Eric Wilhelm wrote:
>> version:                2.01
>> api_version:            2.0
>> api_compatibility:      1.4
>> stability:              high
>> release_type:           bugfix
>>
>> What this would communicate is that this is version 2.01, a bugfix
>> release. It implements the same API as version 2.0.  It's backwards
>> compatible to version 1.4.  The author considers it very stable.
> 
> Is that "API stable" or "no major bugs" stable?

I was thinking "no major bugs" stable.  API stability is implicit in the
statement of backwards compatibility and release type... maybe.  Point is, the
two concepts are separate.


> How high is "high"?  What's above "high"? ("phenomenal"?)  Qualitative 
> stuff is difficult to make consistent -- what do we gain from having a 
> non-binding qualitative statement in this data file?  Would a new 
> maintainer be held to this promise if they considered the old API 
> buggy/ambiguous?

It's the programatic equivalent of asking the author and it's about the best
you can hope for.  It doesn't need to be particularly accurate or finely
grained.  Just enough to get a feel for "is it safe to install this"?  It
might be as simple as "experimental" vs "release" qualities which would
replace the X.YY_ZZ alpha version convention.

Or there's Debian's tiers of "experimental", "unstable", "testing" and "stable".

It's also possible that "release_type" and "stability" are really saying
basically the same things.


> I'm also not sure about the release_type.  That sounds like changelog 
> data.  The api_compatibility and api_version sound good, but thinking 
> ahead they also sound like changelog data.  Given the distinction 
> between "api" and "release" appearing in this new sort of meta.yml, how 
> do I know what "api version" I was running before?

Good point.  Fortunately, as a protocol, META.yml doesn't have to worry about
that. :)  Possible implementations include installation storing the META.yml
(which would be on the way to a catalog of installed modules) or simply asking
a web service.


> Given the recent discussion of a machine-readable changelog, I'm 
> actually thinking all of the above-listed fields belong (at least 
> canonically -- from the author's POV) in the changelog.

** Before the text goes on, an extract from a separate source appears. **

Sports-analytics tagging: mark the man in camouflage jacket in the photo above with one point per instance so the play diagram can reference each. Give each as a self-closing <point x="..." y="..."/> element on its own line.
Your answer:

Fortunately the information for the META.yml can come from anywhere.  But we
don't want to get into scattering module info all over the place, that's what
META.yml is meant to replace.  Also we control the META.yml but authors can
get very picky about their changelog formatting and will probably take a lot
longer to adopt it.


> Given the absence of a version-pegging include() statement

http://search.cpan.org/dist/only/


> most of this 
> information's usefulness is in the human-readable sector.  Though it 
> does have other uses if the installer can figure out a way to resolve 
> dependencies without breaking your site's "needs compatibility 
> with ..." assertions.

I think it will be handy for CPAN to generate alternative indexes listing the
latest experimental, unstable, testing and stable releases a la Debian.


-- 
You are wicked and wrong to have broken inside and peeked at the
implementation and then relied upon it.